Quinoa and Roasted Eggplant Salad with Vinaigrette

Whitney and I have added quinoa to the list of staples that we keep stocked in our pantry, and in addition to using it as a side every now and then, we also like to find dishes that feature it. This quinoa salad is an excellent example, and is probably my favorite preparation that I've had. The quinoa absorbs the tasty vinaigrette, and when combined the fruit and nut flavors form the salad creates a very delicious and flavorful dish. I'm definitely excited to do this one again!
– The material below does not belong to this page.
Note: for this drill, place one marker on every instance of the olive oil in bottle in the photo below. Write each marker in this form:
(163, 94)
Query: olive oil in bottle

Quinoa, Roasted Eggplant and Apple Salad with Vinaigrette by Giada De Laurentiis
   Prep Time 1 hr 15 min | Inactive Prep Time 25 min | Cook Time 35 min | Serves 6
2 teaspoons cumin seeds (omitted)
1/4 cup extra-virgin olive oil
2 1/2 tablespoons apple cider vinegar
1/2 teaspoon kosher salt
1/2 teaspoon freshly ground black pepper
1/8 teaspoon ground cinnamon
1/8 teaspoon ground cloves
1 large shallot, finely chopped (about 1/2 cup)
One 14.5-ounce can vegetable broth (about 2 cups)
1 1/4 cups whole-grain quinoa, preferably organic
Nonstick vegetable oil spray
One 1 1/4-pound eggplant, unpeeled, cut into 1/2-inch cubes
3 tablespoons extra-virgin olive oil
1/4 teaspoon kosher salt
1/4 teaspoon freshly ground black pepper
1 large Honey Crisp or Golden Delicious apple, unpeeled, cored, quartered
3/4 cup walnut pieces, toasted, or 1/3 cup roasted salted sunflower seeds (we used sunflower seeds)
1/2 cup dried cranberries
1 large bunch watercress (omitted)

   For the vinaigrette: Toast the seeds over medium heat in a heavy medium skillet, stirring occasionally, until the seeds darken in color and become fragrant, 3 1/2 to 4 minutes. Place the seeds on a plate; cool for 1 minute. Grind the seeds finely in a small food mill or grinder.
   Whisk the oil, vinegar, salt, pepper, cinnamon, cloves and the toasted seeds until thick and blended in a small bowl. Stir in the shallots. Set the vinaigrette aside.
   For the salad: Place an oven rack in the center of the oven and preheat to 400 degrees F.
   Bring the broth to a simmer over medium-high heat in a heavy medium saucepan. Mix in the quinoa. Reduce the heat to medium-low. Cover and simmer until the water is absorbed and the quinoa is tender, about 15 minutes. Turn off the heat and let the quinoa stand, covered, 5 to 10 minutes. Cool and fluff with a fork.
   Meanwhile, spray a large rimmed baking sheet with vegetable oil spray. Toss the eggplant with 3 tablespoons oil, 1/4 teaspoon salt, and the pepper on the sheet. Roast until tender and browned, stirring once, about 30 minutes.
   Transfer the quinoa to a large bowl; fluff with a fork. Add the vinaigrette, eggplant, apples, walnuts and cranberries. Toss to blend.
   Cover the bottom of a shallow platter with the watercress. Spoon the salad on top and serve.

1 comment:

  1. I do want to try this. I just learned about quinoa this fall at a Caulkins Labor Day get together. I think Pat and Dave made the quinoa dish, but was good. I have served it several times - always added sautéed veggies and jimmy and I both like it.